If we’re going to have DRM, at least do it right. Allow customers to be able to make their own backups and also retrieve backups from a central database. Legally and technically we need both features for maximum protection for consumers. As I said, the cause of absolute protection for content providers is hopeless, given the existence of OCRing of paper editions, so we might as well value consumer convenience over absolute bullet-proofing.

What’s more–this is a similar but not the same issue–consumers should be able to download updated formats for free for newer machines, when they upgrade. You don’t have to keep buying copies of paper books again and again in different formats. Same concept should apply to the e-variety. I hope that Bob and other DRM boosters will show sensivity to those questions if they indeed see e-books as a serious medium.

Standardization of a core e-book format and DRM could help, of course, in achieving the above goal and others.. OpenReader, anyone? Meanwhile I hope that a reasonable guy like Bob, especially post-Potter farce, will reconsider his opposition to fair-use rights.

Related: Australian court rules against Kazaa, from Bob Weber’s blog.

3 COMMENTS

  1. Please, please, please…
    speaking of DRM give the message that those system manage (digital or digitaly, I don’t really know) rights.
    But this is false. Where are the right of the public. Where is the automatic public domain attribution of the work after the end of the legal protection, where are the differents rights for differents locals,how can the buyer resale the work (first sale doctrine…) ?????
    It is not DRM, it is Customers Rights Removal.
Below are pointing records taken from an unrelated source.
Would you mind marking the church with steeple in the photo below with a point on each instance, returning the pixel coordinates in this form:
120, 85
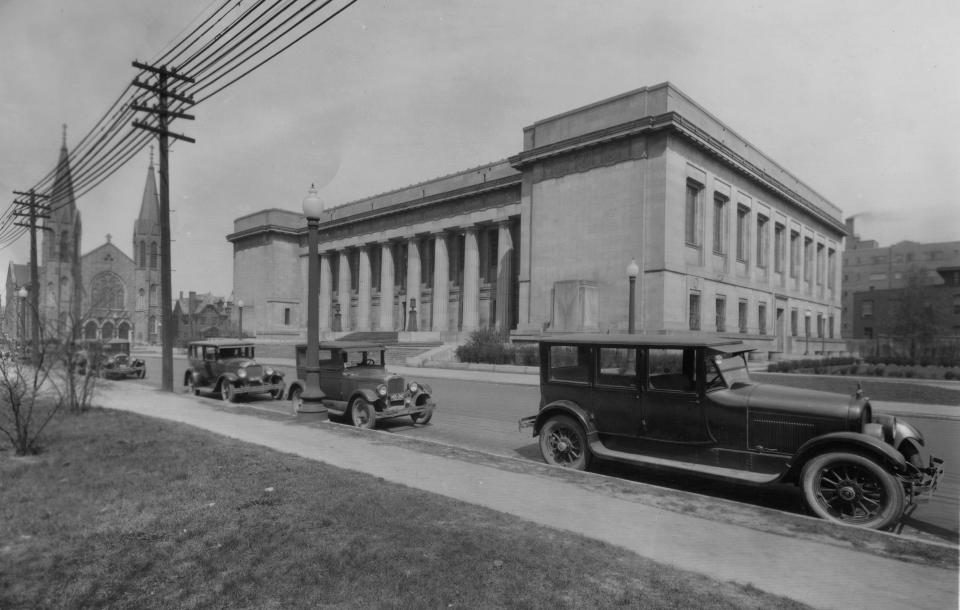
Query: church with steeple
105, 293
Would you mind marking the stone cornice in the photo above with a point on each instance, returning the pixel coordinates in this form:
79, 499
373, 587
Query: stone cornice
678, 124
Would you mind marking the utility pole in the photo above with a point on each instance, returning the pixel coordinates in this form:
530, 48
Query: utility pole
32, 214
163, 114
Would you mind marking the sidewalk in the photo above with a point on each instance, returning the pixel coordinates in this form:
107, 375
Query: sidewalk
817, 573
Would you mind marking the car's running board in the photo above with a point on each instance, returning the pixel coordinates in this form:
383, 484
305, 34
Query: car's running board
716, 472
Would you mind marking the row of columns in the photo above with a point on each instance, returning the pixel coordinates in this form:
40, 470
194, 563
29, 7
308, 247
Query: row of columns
413, 280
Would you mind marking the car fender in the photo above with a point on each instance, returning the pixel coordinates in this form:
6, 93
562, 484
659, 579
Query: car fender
855, 442
565, 407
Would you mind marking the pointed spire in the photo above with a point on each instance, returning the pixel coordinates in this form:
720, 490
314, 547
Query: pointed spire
149, 217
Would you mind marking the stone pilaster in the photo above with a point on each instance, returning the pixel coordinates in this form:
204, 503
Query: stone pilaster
344, 290
386, 286
413, 280
471, 280
504, 276
364, 287
441, 278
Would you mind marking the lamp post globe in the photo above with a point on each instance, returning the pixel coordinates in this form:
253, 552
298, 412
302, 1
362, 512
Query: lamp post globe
633, 270
311, 397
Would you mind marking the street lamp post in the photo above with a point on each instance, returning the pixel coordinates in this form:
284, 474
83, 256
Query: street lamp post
22, 293
310, 399
632, 272
240, 307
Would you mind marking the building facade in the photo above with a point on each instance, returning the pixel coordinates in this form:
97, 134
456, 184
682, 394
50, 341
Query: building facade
727, 242
104, 294
867, 267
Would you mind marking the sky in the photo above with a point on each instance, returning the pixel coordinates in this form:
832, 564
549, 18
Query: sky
858, 99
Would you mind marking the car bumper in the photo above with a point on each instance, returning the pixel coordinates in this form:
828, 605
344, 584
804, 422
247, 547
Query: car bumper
924, 485
261, 388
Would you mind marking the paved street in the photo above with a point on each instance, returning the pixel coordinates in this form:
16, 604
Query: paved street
483, 416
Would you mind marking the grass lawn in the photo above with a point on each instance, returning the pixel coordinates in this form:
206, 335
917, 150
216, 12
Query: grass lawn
873, 388
131, 512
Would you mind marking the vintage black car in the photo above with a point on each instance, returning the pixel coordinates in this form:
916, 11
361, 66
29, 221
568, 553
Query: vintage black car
109, 359
227, 367
357, 388
688, 404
  2. Exactly! People will buy DRMed e-books but prefer to patronize good publishers without Draconian restrictions. I think that in the interest of compromise with the content providers, DRM should be an option and carried out in good faith. But in the end, as I see it, the marketplace will speak. As Roger Sperberg and others have noted, DRM takes away value from a customer’s perspective! It is no small reason why e-book sales are in the toilet. I think that publishers and software companies will fare better if relieved if this burden.